The protocol presented here enables automated fabrication of micropatterns that standardizes cell shape to study cytoskeletal structures within mammalian cells. This user-friendly technique can be set up with commercially available imaging systems and does not require specialized equipment inaccessible to standard cell biology laboratories.
Micropatterning is an established technique in the cell biology community used to study connections between the morphology and function of cellular compartments while circumventing complications arising from natural cell-to-cell variations.
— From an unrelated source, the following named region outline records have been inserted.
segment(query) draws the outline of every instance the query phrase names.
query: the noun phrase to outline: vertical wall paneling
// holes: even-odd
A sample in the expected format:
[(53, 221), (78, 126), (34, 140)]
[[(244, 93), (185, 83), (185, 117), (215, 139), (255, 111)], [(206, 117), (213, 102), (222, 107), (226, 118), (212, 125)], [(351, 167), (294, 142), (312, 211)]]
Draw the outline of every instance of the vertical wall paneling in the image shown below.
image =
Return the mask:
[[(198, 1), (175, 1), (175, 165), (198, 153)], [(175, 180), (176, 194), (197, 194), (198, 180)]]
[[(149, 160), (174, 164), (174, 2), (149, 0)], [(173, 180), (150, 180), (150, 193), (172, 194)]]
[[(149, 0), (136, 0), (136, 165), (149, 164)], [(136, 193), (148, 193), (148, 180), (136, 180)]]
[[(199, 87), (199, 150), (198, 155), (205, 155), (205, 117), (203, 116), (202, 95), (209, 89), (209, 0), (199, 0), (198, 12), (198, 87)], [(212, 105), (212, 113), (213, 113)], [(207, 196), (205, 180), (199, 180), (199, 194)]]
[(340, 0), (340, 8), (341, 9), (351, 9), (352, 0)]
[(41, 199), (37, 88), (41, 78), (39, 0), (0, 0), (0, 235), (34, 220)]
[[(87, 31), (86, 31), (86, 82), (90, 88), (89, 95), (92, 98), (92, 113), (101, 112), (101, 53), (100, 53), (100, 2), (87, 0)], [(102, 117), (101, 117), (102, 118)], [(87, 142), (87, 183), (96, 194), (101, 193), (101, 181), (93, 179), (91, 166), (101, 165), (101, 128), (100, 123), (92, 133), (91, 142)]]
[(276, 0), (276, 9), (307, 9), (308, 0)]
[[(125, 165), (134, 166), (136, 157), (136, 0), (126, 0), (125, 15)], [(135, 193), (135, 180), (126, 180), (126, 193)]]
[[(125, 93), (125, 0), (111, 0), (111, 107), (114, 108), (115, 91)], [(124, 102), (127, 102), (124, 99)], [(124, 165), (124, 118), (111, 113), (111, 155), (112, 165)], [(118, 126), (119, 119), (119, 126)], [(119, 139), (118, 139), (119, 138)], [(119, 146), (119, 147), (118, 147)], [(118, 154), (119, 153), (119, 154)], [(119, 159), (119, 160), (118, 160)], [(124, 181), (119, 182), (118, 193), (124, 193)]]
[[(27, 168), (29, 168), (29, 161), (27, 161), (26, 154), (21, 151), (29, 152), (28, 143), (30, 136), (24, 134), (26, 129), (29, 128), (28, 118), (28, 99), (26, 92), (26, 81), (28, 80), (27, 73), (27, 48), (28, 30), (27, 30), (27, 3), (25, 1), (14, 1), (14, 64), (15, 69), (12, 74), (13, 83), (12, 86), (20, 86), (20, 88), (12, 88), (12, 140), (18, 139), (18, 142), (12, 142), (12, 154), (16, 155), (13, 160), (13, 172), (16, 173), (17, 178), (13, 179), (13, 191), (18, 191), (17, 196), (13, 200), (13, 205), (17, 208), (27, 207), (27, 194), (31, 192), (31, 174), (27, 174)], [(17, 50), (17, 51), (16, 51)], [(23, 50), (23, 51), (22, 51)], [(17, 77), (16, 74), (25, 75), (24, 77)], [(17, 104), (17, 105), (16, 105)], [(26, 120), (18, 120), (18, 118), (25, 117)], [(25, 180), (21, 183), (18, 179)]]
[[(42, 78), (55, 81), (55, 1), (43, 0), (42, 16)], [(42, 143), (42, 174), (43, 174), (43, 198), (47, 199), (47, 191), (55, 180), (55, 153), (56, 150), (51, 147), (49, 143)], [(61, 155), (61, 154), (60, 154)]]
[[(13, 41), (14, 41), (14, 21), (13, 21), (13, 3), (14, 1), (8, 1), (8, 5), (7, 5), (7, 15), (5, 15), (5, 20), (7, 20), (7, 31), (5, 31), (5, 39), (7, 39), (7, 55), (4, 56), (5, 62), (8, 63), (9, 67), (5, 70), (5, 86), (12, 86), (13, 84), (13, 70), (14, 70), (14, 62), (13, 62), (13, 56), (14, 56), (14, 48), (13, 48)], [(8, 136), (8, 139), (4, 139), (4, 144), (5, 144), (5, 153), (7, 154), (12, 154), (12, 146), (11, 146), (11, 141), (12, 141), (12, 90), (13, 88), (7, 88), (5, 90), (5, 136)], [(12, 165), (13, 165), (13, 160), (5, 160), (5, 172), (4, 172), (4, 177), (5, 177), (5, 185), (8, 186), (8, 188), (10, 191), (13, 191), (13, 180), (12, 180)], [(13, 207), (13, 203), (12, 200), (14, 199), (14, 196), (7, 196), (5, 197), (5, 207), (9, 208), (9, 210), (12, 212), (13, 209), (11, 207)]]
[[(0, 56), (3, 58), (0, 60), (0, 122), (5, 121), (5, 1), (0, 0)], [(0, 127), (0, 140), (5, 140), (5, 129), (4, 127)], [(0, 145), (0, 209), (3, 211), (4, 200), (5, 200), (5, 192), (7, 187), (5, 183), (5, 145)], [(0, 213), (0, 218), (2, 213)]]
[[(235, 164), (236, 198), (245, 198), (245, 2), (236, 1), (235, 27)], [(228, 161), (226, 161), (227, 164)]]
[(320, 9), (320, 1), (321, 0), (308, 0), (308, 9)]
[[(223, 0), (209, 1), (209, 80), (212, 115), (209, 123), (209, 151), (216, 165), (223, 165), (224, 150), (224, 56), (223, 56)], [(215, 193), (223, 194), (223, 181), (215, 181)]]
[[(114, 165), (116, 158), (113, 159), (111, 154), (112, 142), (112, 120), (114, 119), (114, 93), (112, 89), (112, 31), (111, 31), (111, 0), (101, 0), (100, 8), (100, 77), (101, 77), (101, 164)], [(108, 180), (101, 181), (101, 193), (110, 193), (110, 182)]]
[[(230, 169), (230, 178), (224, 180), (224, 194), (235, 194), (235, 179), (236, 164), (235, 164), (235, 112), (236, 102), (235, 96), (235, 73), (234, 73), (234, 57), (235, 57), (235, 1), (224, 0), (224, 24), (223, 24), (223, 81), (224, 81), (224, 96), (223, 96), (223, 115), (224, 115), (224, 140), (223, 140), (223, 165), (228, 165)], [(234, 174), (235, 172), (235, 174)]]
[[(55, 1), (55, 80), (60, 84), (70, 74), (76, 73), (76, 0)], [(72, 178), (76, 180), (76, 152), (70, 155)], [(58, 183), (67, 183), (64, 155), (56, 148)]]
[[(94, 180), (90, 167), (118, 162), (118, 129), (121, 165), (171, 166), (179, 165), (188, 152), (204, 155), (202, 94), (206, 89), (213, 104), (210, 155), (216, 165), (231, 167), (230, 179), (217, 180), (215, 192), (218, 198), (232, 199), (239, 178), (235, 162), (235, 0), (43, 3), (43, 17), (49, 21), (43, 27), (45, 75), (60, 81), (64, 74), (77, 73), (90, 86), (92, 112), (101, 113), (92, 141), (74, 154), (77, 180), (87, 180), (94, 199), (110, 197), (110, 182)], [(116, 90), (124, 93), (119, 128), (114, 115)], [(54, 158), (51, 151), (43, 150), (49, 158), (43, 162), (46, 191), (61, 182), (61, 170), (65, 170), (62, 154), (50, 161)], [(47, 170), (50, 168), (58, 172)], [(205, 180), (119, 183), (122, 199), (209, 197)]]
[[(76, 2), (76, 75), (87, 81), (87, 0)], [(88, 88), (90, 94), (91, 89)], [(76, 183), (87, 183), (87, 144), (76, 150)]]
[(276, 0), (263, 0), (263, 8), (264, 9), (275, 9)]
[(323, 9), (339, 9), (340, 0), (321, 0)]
To standardize cell shape, cells are either confined in 3D molds or controlled for adhesive geometry through adhesive islands. However, traditional micropatterning techniques based on photolithography and deep UV etching heavily depend on clean rooms or specialized equipment. Here we present an infrared laser assisted micropatterning technique (microphotopatterning) modified from Doyle et al. that can be conveniently set up with commercially available imaging systems. In this protocol, we use a Nikon A1R MP+ imaging system to generate micropatterns with micron precision through an infrared (IR) laser that ablates preset regions on poly-vinyl alcohol coated coverslips. We employ a custom script to enable automated pattern fabrication with high efficiency and accuracy in systems not equipped with a hardware autofocus. We show that this IR laser assisted micropatterning (microphotopatterning) protocol results in defined patterns to which cells attach exclusively and take on the desired shape. Furthermore, data from a large number of cells can be averaged due to the standardization of cell shape. Patterns generated with this protocol, combined with high resolution imaging and quantitative analysis, can be used for relatively high throughput screens to identify molecular players mediating the link between form and function.
Cell shape is a key determinant of fundamental biological processes such as tissue morphogenesis1, cell migration2, cell proliferation3, and gene expression4. Changes in cell shape are driven by an intricate balance between dynamic rearrangements of the cytoskeleton that deforms the plasma membrane and extrinsic factors such as external forces exerted on the cell and the geometry of cell-cell and cell-matrix adhesions5. Migrating mesenchymal cells, for instance, polymerize a dense actin network at the leading edge that pushes the plasma membrane forward and creates a wide lamellipodia6, while actomyosin contractility retracts the cell's narrow trailing edge to detach the cell from its current position7,8. Disrupting signaling events that give rise to such specialized cytoskeletal structures perturbs shape and polarity and slows cell migration9. In addition, epithelial sheet bending during gastrulation requires actomyosin-based apical constriction that causes cells and their neighbors to become wedge-shaped10. Although these studies highlight the importance of cell shape, the inherent heterogeneity in cell shape has encumbered efforts to identify mechanisms that connect morphology to function.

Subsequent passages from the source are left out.